Neue filmische Wege beschreitet Haigh mit diesem gänzlich undramatischen und unsentimentalen, ganz im Alltäglichen Verankerten, aber ungemein genau beobachteten Drama nicht, aber die Feinfühligkeit, mit der er zunächst die Vertrautheit des Paares, dann die langsame Erschütterung dieser Ehe auslotet, sucht ihresgleichen. Getragen wird „45 Years“ dabei von zwei herausragenden Darstellern: So zurückhaltend und reduziert Tom Courtenay und Charlotte Rampling auch spielen, sie vermitteln doch oder gerade dadurch noch die kleinste Gefühlsregung eindringlich und wurden bei der Berlinale völlig zurecht mit Silbernen Bären als beste Darsteller ausgezeichnet.
Filmforum Bregenz im Metrokino Bregenz: Fr 6.11. + Sa, 7.11. – jeweils 22 Uhr
FKC Dornbirn im Cinema Dornbirn: Mi 11.11., 18 Uhr + Do 12.11., 19.30 Uhr


Round Midnight:
Im Rahmen des Trans4JAZZ Festivals wird in der Linse in Weingarten unter anderem Bertrand Taverniers 1986 entstandene großartige melancholische Liebeserklärung an den Jazz gezeigt.

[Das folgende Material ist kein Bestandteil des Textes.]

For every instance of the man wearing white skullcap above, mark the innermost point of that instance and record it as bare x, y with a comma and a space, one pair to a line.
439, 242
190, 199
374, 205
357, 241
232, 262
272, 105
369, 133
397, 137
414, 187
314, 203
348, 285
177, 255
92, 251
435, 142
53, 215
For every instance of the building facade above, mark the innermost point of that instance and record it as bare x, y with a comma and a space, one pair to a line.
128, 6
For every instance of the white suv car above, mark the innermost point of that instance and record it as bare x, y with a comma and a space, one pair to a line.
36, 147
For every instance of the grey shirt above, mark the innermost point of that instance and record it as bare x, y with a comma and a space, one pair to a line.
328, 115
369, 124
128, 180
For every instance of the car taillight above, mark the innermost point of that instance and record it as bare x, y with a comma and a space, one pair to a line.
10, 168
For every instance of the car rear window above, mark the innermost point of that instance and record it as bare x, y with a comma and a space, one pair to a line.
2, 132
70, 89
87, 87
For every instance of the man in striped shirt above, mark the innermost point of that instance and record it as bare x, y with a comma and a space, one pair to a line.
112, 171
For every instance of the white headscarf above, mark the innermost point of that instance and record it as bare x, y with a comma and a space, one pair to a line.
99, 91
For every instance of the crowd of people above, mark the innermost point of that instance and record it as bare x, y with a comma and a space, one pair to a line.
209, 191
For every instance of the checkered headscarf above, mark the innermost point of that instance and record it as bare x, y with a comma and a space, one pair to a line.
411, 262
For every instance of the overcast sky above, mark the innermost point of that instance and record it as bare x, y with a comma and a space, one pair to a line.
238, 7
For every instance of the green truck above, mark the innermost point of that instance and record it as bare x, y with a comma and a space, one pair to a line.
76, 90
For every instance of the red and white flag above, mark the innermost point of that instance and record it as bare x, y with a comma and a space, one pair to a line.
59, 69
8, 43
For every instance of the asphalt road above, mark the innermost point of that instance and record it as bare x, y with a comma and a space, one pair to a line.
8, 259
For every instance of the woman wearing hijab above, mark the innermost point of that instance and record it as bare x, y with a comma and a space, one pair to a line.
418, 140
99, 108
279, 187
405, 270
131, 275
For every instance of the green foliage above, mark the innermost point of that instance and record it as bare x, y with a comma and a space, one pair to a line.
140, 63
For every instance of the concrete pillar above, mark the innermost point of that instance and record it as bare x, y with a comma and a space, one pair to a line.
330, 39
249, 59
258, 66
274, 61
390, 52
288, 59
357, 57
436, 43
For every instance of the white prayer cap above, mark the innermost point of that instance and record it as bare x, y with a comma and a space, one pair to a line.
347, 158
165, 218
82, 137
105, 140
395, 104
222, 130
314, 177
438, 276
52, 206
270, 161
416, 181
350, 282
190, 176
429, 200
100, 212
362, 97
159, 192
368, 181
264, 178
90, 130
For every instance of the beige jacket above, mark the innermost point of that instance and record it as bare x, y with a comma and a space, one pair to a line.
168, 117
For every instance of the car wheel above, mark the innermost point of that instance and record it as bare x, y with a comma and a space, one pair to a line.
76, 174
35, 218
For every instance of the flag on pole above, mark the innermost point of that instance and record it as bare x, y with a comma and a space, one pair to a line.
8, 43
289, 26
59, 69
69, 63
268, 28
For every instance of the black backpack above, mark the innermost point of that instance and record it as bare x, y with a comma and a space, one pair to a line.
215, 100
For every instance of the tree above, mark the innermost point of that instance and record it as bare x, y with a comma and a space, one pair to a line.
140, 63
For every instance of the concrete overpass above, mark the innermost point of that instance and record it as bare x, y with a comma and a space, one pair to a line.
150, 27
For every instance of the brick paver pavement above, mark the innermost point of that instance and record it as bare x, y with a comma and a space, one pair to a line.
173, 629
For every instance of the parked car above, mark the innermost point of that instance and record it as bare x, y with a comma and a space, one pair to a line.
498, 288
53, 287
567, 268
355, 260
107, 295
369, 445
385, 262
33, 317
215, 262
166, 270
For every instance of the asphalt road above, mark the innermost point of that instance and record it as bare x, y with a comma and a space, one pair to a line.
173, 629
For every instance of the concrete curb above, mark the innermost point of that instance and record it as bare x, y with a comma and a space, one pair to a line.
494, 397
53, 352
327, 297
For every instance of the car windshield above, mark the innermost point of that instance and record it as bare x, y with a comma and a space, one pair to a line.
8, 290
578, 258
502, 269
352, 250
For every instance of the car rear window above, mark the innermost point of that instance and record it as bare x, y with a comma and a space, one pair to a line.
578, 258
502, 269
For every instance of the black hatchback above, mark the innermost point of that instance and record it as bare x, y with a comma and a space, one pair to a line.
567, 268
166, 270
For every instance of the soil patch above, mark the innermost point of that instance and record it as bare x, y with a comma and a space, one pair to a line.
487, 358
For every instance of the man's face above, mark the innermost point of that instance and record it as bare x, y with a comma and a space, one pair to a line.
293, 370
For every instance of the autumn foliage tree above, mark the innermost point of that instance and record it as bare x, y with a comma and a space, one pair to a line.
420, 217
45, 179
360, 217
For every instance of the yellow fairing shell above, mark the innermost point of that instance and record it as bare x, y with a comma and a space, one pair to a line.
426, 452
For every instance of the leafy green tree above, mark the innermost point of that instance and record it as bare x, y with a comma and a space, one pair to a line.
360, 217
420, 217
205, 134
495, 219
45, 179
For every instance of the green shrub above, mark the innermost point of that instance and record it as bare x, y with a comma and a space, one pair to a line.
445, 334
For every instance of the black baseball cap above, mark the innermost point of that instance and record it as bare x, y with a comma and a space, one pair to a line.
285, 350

Im Zentrum der Handlung steht der schwarze New Yorker Tenorsaxofonist Dale Turner, der Ende der 50er Jahre die besten Tage schon hinter sich hat. Er spielt im Pariser Club „Blue Note“, wird aber vom Betreiber des Lokals ausgenutzt und gibt sich immer wieder und immer mehr dem Alkohol hin. Vor dem totalen Absturz rettet ihn nur die Begegnung mit dem jungen Francis, der ihn bei sich und seiner etwa 10-jährigen Tochter Berenger aufnimmt.
Taverniers Alter Ego ist wohl dieser leidenschaftliche französische Jazzfan. Von seiner Begeisterung für diese Musik, von der Musik selbst, der Tavernier viel Raum und von der Handlung unabhängigen Eigenwert zugesteht, und einem grandiosen Dexter Gordon als Dale Turner lebt „Round Midnight“. Dafür wie Gordon diesen Musiker, dessen Film-Biographie Ähnlichkeiten mit seinem eigenen Leben aufweist, weniger spielt als vielmehr lebt, mit müden Bewegungen, schleppendem Gang, mit jeder Geste und einer nicht synchronisierbaren Stimme seinen Lebensüberdruss zum Ausdruck bringt, wurde der hünenhafte Tenorsaxofonist mehr als zurecht für den Oscar nominiert.
Eine melancholische Stimmung wird dabei aber nicht nur durch die mit dem Oscar ausgezeichnete Musik von Herbie Hancock erzeugt, sondern auch durch die vielen Nachtaufnahmen und lange Einstellungen mit langsamen Kamerafahrten, die die Figuren umkreisen.
Meisterhaft beschwört Tavernier so, unterstützt von der ungemein stilvollen Ausstattung des legendären Alexandre Trauner, in seinen großartigen Cinemascope-Bildern die Atmosphäre der Pariser Clubs der späten 1950er Jahre, reflektiert gleichzeitig aber auch auf mehreren Ebenen über die Beziehung zwischen Vätern und Kindern bis hin zum Verhältnis zwischen den USA und Frankreich, das in Bezug auf den Jazz wohl als kulturelle Tochter Amerikas anzusehen ist. Und gegen Ende bei Turners Rückkehr nach New York legt Martin Scorsese noch einen glanzvollen kleinen Auftritt als schmieriger Gangsterboss hin.